Ma tolérance aux rayons K-K frôlait ses limites.


Le front bas, les sourcils plissés, je grommelais quelques noms d'oiseaux inintelligibles pour mon auditoire. Le travail allait enfin pouvoir reprendre en toute sérénité et la colère que je sentais sourdre au fond de ma gorge allait retourner se tapir au plus profond de mes entrailles, mes pensées et mon attention occupées à d'autres tâches beaucoup plus intéressantes. Grosse erreur.
Il ne fallut qu'une poignée de minutes pour qu'un gisement de Kasse-Kouillite n'émerge au beau milieu de ma classe. Une élève, somme toute discrète, me signala que son stylo avait disparu. Je m'enquis auprès d'elle de savoir si elle était sûre de l'avoir en sa possession le matin même. Elle opina du chef. 
Grrrraaaouuu... "Putain de de bordel de merde!" me dis-je
"Ils vont quand même pas remettre ça?"
Je ne supportai plus les doses de K-K encaissées, la gorge me serrait, les mots me manquaient. Impossible de m'emporter dans une de ses tirades courroucées dont j'ai le secret. Pour jouer la colère, il faut être serein. Là, le vase était plein, impossible de surjouer. D'une voix douce, quasi mielleuse, j'interrogeai l'assistance espérant que l'indélicat(e) se dénonce sans tarder. Le calme avant la tempête quoi. J'attendais. 

"C'est Truc qui l'a pris dans la trousse de Machin.
- Non, j'ai juste regardé.
- Et après, tu l'as jeté là-bas." m'avouèrent deux élèves déjà lourdement sanctionnées pour de précédents larcins.

Et le vase déborda...

Dans un mouvement de ralenti digne du Septième art, la goutte chuta dans le vase de mon subconscient. Le vase ne déborda pas, mais tangua pour finalement se déverser dans un flot impétueux (avez-vous remarqué comme les flots sont souvent impétueux?). En un éclair, mon corps fut submergé par une vague de colère incommensurable, un typhon emportait les vestiges de digues qu'avait tenté de dresser mon Surmoi face à l'irrépressible bestialité. Je me transformai en 


L'INCROYABLE HULKSSARD!!!!!





Les yeux injectés de sang, les babines retroussées, mon pouls se fit "marteau-piqueur". Je déversai mon ire sous les yeux ébahis et apeurés de mes ouailles! La bave aux lèvres, je mitraillais les plus proches de mes élèves d'une nuée de postillons incontrôlés. Je pointai un doigt tremblant et accusateur vers les demoiselles incriminées tandis que j'entamais des allées et venues devant le tableau noir. La fureur m'étreignait les neurones, le Ça si cher à Sigmund avait foutu un bel Ippon à mon Surmoi: K.O! Ding!
Ma voix généralement si grave atteignait des octaves insoupçonnées et les trémolos dans la voix ne tardèrent pas à faire leur apparition tant la perte de contrôle était totale. Manquait plus que j'en attrape une dans la gueule et que je le bouffe sur mon bureau. Tout cru.

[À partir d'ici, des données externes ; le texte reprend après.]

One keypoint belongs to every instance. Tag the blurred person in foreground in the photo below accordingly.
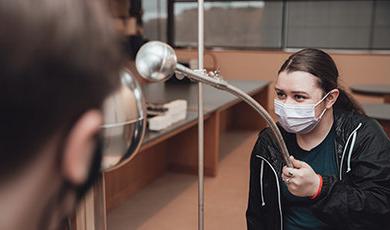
(59, 60)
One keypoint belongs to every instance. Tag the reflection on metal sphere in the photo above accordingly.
(124, 123)
(156, 61)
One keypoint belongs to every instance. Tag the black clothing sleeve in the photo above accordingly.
(254, 213)
(362, 199)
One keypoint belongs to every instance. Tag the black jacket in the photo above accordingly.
(359, 198)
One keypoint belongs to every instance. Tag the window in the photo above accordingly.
(361, 25)
(154, 19)
(230, 24)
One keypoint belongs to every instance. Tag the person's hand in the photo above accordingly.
(301, 180)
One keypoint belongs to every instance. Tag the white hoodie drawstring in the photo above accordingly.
(261, 183)
(353, 135)
(278, 187)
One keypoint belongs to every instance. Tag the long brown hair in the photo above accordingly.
(322, 66)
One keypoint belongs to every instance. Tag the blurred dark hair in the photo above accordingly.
(58, 59)
(322, 66)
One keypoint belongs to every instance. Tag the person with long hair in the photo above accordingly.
(340, 177)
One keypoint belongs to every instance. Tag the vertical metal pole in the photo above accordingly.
(200, 118)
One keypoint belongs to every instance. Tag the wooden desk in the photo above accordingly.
(373, 90)
(176, 147)
(380, 112)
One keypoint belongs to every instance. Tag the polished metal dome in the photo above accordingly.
(124, 123)
(156, 61)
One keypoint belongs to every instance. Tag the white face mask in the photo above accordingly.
(298, 118)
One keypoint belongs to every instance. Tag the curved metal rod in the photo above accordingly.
(219, 83)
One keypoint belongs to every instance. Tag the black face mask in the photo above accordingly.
(80, 190)
(94, 171)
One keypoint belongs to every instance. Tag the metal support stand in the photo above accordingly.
(200, 118)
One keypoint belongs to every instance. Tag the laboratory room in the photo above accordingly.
(194, 115)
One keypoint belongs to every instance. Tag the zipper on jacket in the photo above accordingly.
(278, 187)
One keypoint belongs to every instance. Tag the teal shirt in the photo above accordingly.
(296, 210)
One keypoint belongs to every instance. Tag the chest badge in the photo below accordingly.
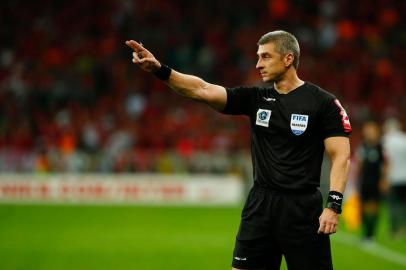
(263, 117)
(298, 123)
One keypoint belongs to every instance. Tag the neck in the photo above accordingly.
(289, 82)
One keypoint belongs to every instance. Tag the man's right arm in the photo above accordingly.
(186, 85)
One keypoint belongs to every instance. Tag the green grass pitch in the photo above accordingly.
(57, 237)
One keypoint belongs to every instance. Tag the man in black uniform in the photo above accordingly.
(371, 176)
(292, 123)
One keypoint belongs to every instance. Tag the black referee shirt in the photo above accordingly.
(288, 132)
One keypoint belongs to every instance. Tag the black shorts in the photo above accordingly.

Elles avaient déchaîné les feux de l'Enfer et étaient aux premières loges pour assister au spectacle pathétique mais non moins terrifiant d'un homme en proie à une colère inextinguible. La crise ne dura que quelques minutes, mais assez pour que la secrétaire de direction, attirée par les hurlements et grognements, vienne prendre des nouvelles des survivants. 

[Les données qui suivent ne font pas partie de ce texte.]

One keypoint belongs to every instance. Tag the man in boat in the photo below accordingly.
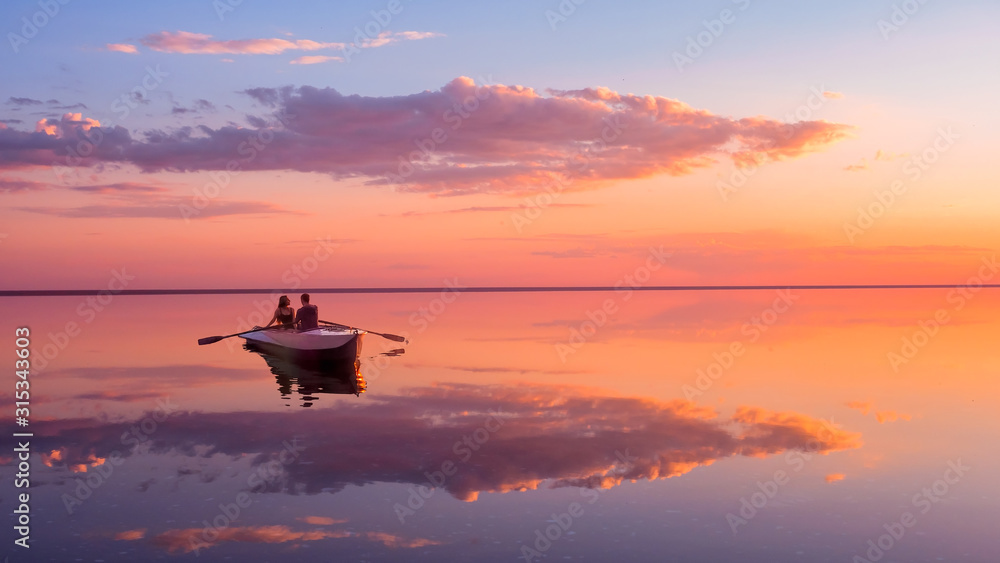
(307, 317)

Je repris mes esprits ainsi que le contrôle de mon élocution et enfouis ma hargne sous une chape de bon sens armé à la honte. J'étais vidé. Moralement. Physiquement. 

Le reste de la journée fut calme. Bizarre.


NB: Cet état n'est en aucun cas un défouloir, c'est usant et peu glorieux. Je profite de ce blog pour écrire un billet qui tiendra lieu de catharsis. 
Heureux sont celles et ceux qui ne croiseront jamais la route de ...


L'INCROYABLE HULKSSARD!!!!!


1 commentaire:

  1. Tout ça pour un stylo-plume....faut consulter chef !!!

    Sans déconnner, je comprends et compatis même. Les parents casses-couilles, je les avais tous les jours dans mon bureau à venir se plaindre pour tout et surtout n'importe quoi. Le plus généralement accompagné d'un beau branleur de la CGT qu l'on a pas vu bosser depuis plus de 20ans.